In seinem von Gedanken und Plänen überschäumenden „Journal meiner Reise im Jahr 1769“ des 25jährigen Johann Gottfried Herder (1744-1803), einem der intensivsten deutschen Bücher des 18. Jahrhunderts, finden sich auch folgende Zeilen über die Ukraine:
„Die Ukraine wird ein neues Griechenland werden; der schöne Himmel dieses Volks, ihr lustiges Wesen, ihre musikalische Natur, ihr fruchtbares Land usw. werden einmal aufwachen; aus so vielen kleinen wilden Völkern, wie es die Griechen vormals auch waren, wird eine gesittete Nation werden; ihre Grenzen werden sich bis zum Schwarzen Meer hin erstrecken und von dahinaus durch die Welt. Ungarn, diese Nationen und ein Strich von Polen und Russland werden Teilnehmerinnen dieser neuen Kultur werden; von Nordwest wird dieser Geist über Europa gehen, das im Schlafe liegt, und dasselbe dem Geiste nach dienstbar machen.
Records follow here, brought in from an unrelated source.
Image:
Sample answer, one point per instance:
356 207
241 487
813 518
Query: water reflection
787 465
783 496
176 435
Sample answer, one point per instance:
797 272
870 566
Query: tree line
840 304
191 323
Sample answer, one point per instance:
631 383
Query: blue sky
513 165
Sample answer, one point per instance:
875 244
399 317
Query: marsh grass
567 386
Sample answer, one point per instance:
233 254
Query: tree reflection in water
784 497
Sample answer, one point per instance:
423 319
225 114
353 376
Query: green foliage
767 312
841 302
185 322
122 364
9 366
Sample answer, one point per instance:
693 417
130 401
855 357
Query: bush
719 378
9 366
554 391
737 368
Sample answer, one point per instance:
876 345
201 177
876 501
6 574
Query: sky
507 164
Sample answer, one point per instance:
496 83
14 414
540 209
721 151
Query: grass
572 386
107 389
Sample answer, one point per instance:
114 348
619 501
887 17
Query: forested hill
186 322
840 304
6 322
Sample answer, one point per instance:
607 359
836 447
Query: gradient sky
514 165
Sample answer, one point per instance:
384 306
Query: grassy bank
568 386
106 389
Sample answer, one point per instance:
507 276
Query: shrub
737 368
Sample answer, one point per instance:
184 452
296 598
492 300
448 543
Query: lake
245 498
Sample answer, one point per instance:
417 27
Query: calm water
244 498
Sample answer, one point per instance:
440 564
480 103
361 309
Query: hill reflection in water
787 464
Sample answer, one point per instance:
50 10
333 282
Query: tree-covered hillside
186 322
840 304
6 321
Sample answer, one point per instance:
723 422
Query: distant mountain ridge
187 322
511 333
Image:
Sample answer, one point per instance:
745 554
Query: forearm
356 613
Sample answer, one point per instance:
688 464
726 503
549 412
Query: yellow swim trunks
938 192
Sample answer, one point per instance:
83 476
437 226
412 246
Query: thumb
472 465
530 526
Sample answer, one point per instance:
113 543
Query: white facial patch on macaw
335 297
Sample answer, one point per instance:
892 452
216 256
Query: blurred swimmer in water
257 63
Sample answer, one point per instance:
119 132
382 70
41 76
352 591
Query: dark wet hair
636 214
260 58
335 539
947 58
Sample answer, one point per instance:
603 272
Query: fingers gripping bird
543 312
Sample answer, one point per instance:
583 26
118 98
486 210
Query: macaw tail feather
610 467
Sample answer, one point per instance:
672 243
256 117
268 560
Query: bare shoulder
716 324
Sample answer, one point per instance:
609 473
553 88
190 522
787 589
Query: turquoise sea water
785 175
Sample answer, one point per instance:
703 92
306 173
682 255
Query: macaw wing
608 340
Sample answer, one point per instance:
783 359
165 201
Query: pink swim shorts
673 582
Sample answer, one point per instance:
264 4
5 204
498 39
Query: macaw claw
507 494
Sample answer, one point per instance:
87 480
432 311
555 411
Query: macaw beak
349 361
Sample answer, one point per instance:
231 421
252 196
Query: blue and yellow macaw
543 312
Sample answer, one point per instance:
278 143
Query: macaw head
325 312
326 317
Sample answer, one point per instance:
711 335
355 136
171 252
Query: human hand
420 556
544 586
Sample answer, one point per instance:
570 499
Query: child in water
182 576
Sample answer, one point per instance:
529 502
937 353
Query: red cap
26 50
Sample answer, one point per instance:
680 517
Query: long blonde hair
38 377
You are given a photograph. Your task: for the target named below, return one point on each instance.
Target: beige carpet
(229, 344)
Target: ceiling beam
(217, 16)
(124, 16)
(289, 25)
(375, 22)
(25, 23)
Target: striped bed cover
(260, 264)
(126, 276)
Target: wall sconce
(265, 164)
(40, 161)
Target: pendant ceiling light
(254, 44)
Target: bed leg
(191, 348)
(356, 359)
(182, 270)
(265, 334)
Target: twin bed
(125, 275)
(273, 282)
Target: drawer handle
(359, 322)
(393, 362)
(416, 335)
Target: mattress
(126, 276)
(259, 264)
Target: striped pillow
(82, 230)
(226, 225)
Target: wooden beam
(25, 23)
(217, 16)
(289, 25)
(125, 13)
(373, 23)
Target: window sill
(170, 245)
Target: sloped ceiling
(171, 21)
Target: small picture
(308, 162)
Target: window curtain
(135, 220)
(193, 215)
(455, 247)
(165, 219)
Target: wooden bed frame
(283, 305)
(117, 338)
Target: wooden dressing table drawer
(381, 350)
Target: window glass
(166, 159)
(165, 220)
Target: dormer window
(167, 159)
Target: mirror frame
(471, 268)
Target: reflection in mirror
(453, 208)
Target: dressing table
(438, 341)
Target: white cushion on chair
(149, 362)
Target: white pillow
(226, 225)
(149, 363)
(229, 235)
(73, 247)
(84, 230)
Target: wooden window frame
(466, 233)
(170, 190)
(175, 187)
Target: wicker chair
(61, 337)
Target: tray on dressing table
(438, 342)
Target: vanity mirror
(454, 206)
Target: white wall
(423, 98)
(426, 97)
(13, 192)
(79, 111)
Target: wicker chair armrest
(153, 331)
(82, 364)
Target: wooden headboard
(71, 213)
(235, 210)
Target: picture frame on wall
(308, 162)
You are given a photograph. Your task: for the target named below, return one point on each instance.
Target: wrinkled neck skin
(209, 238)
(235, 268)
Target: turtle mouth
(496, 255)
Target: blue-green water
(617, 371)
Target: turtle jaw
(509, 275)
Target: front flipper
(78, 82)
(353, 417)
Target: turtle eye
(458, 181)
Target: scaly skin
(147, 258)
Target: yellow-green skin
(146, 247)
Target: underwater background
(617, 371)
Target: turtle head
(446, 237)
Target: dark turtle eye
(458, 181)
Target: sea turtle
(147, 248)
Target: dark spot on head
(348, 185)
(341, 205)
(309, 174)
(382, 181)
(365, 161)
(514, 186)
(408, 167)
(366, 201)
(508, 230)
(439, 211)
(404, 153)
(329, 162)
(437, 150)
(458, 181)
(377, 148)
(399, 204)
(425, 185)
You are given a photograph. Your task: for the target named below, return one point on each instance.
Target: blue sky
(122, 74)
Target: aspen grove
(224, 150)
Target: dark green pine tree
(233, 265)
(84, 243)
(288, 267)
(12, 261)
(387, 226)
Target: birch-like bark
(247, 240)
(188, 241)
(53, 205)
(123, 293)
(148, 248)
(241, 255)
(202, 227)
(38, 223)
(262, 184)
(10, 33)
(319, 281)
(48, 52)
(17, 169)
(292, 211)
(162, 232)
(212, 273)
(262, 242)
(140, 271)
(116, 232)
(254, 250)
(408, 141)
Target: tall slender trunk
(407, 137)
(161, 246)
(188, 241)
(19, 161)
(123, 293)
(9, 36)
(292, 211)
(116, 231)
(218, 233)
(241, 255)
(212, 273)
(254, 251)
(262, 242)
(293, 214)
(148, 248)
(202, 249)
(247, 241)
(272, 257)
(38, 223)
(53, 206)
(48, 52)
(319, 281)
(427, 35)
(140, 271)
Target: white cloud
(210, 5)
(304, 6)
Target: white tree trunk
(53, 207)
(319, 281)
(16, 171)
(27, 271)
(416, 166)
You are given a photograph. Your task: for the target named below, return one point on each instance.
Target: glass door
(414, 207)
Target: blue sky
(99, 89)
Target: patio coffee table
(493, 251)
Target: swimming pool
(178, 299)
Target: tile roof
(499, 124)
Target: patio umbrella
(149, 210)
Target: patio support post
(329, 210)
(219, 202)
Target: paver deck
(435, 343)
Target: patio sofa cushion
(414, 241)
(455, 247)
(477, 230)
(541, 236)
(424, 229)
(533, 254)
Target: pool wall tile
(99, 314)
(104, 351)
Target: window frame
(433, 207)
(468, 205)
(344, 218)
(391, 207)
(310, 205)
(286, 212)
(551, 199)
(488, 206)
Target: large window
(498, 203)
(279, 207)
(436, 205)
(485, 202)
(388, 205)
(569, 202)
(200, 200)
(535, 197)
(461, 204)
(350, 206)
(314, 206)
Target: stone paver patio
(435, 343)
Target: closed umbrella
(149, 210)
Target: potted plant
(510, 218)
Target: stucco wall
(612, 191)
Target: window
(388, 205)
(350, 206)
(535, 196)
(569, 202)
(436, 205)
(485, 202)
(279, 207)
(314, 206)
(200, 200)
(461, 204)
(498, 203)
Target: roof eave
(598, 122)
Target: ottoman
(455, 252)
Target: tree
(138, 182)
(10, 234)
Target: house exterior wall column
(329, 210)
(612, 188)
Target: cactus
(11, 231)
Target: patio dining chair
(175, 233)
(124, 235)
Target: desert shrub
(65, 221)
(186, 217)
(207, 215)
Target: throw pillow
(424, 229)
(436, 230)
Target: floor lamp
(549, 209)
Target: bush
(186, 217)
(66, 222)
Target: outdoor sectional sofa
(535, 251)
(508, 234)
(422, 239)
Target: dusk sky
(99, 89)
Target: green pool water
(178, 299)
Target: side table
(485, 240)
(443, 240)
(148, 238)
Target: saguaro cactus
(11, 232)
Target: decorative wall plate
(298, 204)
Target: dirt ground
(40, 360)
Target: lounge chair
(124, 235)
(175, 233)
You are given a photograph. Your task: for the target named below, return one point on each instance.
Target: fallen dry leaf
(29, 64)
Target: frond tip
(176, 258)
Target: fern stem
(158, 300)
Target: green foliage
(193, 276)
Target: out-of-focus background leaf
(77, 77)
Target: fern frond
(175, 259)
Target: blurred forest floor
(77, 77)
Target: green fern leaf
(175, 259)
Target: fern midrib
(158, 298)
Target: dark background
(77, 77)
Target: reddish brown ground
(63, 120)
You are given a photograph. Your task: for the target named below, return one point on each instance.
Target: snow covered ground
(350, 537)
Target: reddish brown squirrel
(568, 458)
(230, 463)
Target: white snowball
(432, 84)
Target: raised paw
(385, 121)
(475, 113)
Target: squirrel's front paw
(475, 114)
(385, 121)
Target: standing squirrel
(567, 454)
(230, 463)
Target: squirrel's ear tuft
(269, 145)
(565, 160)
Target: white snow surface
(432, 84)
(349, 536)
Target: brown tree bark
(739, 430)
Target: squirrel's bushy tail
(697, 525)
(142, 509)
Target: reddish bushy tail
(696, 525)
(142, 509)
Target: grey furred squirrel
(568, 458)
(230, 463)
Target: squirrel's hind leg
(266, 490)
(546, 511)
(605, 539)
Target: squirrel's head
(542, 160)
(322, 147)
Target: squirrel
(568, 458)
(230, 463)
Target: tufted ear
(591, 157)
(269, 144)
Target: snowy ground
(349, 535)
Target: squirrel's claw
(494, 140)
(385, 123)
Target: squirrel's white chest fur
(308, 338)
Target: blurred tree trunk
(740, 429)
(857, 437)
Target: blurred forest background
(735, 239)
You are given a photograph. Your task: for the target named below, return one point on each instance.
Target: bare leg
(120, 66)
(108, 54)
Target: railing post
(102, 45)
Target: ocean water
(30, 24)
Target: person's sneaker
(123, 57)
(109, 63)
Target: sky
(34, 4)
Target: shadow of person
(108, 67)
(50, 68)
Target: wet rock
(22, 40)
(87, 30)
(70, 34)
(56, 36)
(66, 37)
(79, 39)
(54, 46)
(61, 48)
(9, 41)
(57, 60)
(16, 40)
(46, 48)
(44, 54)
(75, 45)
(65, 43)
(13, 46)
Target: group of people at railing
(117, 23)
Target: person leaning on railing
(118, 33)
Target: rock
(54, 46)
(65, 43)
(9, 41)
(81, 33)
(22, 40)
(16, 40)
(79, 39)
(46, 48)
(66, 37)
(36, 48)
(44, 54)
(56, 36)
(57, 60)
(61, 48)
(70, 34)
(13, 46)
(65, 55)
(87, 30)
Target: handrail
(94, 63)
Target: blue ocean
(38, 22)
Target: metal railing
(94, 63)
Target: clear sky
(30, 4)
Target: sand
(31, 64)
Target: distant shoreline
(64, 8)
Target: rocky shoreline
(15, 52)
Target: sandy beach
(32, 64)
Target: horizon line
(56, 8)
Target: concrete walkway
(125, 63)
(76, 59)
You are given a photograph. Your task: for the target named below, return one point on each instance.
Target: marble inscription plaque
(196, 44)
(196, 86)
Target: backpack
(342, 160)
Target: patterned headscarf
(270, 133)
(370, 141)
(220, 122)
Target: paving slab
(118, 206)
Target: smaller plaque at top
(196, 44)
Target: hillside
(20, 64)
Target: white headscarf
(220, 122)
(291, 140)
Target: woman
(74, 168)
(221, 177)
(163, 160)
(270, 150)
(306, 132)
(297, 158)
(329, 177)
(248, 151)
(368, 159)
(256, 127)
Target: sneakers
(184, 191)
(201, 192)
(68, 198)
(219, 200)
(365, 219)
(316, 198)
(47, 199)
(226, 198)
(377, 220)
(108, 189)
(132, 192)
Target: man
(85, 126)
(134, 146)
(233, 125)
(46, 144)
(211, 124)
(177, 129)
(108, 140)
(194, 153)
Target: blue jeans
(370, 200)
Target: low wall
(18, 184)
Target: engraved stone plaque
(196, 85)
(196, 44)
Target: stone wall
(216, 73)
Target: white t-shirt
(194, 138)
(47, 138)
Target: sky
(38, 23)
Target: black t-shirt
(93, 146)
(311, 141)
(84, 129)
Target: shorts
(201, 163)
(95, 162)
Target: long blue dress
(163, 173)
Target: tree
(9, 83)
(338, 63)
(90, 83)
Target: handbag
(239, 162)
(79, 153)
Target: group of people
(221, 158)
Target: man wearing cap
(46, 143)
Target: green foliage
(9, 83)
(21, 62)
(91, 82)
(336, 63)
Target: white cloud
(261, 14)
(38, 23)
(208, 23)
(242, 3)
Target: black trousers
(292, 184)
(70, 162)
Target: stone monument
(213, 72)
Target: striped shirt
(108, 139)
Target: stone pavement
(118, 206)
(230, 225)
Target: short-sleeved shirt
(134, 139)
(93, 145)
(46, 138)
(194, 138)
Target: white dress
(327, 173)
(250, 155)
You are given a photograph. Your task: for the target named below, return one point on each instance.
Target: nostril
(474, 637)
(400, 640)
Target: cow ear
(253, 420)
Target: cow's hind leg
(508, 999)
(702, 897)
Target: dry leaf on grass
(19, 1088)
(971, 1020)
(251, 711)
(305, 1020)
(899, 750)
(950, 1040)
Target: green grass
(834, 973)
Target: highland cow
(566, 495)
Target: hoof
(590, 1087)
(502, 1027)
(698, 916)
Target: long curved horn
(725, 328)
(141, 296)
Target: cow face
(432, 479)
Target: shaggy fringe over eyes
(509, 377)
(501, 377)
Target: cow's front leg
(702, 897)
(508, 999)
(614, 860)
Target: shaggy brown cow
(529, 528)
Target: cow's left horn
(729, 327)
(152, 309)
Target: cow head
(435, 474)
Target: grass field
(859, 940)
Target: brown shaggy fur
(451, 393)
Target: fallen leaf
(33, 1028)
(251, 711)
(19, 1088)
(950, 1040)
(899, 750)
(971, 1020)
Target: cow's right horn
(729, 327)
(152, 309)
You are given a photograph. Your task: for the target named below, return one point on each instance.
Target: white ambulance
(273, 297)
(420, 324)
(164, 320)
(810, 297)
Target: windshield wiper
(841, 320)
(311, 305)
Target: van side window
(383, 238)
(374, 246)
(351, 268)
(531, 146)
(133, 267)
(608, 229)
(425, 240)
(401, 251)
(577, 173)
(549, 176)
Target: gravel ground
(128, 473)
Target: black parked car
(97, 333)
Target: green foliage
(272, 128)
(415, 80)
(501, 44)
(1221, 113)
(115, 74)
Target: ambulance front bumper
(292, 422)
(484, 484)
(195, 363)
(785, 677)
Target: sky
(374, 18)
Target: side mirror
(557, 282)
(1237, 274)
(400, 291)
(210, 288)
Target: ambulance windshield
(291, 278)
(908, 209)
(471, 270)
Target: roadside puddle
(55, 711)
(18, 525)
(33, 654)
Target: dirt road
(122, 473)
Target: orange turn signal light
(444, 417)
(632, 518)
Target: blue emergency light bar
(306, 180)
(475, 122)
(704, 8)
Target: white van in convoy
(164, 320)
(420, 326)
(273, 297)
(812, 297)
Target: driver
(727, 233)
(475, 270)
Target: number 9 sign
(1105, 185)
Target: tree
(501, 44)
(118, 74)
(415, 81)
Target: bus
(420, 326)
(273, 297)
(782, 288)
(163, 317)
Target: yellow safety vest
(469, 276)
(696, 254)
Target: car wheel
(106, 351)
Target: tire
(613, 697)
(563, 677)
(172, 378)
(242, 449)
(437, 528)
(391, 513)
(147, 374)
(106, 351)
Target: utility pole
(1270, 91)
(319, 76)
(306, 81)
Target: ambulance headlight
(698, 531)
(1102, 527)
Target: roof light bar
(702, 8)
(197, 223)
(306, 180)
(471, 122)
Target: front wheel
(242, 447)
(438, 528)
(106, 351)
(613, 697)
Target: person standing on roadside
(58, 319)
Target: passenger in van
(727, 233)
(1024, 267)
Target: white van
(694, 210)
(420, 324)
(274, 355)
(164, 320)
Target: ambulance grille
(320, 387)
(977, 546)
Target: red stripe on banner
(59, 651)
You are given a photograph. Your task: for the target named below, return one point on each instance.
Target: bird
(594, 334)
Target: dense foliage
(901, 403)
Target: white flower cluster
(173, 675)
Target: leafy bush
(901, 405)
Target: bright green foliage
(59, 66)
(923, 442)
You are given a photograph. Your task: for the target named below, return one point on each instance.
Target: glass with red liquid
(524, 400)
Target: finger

Das alles liegt vor, das muss einmal geschehen; aber wie, wann, durch wen?“
(Johann Gottfried Herder, Journal meiner Reise im Jahr 1769, in: Herders Werke in fünf Bänden, Aufbau-Verlag Berlin und Weimar 1969, Erster Band, 107-191, hier: 135)
Den Hinweis auf diese Stelle habe ich in Andreas Kappelers Buch „Russen und Ukrainer“ gefunden (siehe meinen vorigen Blog-Beitrag). Kappelers methodologisches Konzept der „Verflechtungs-geschichte“ ist die breitere wissenschaftliche Version meiner „Begegnungsgeschichte“ für den Gebrauch im fremdsprachlichen Landeskunde-Unterricht.
Dieser Absatz von Herder gehört zur deutsch-ukrainischen Begegnungsgeschichte des 18. Jahrhunderts. Schon seit dem 19. und erst recht im 20. Jahrhundert wurde all diesen Aufbruchshoffnungen der Aufklärung der brutale Garaus gemacht. Nun wieder im 21. Jahrhundert, aber noch nie war die Ukraine so dicht bei Herders Gedanken wie in den letzten zehn Jahren.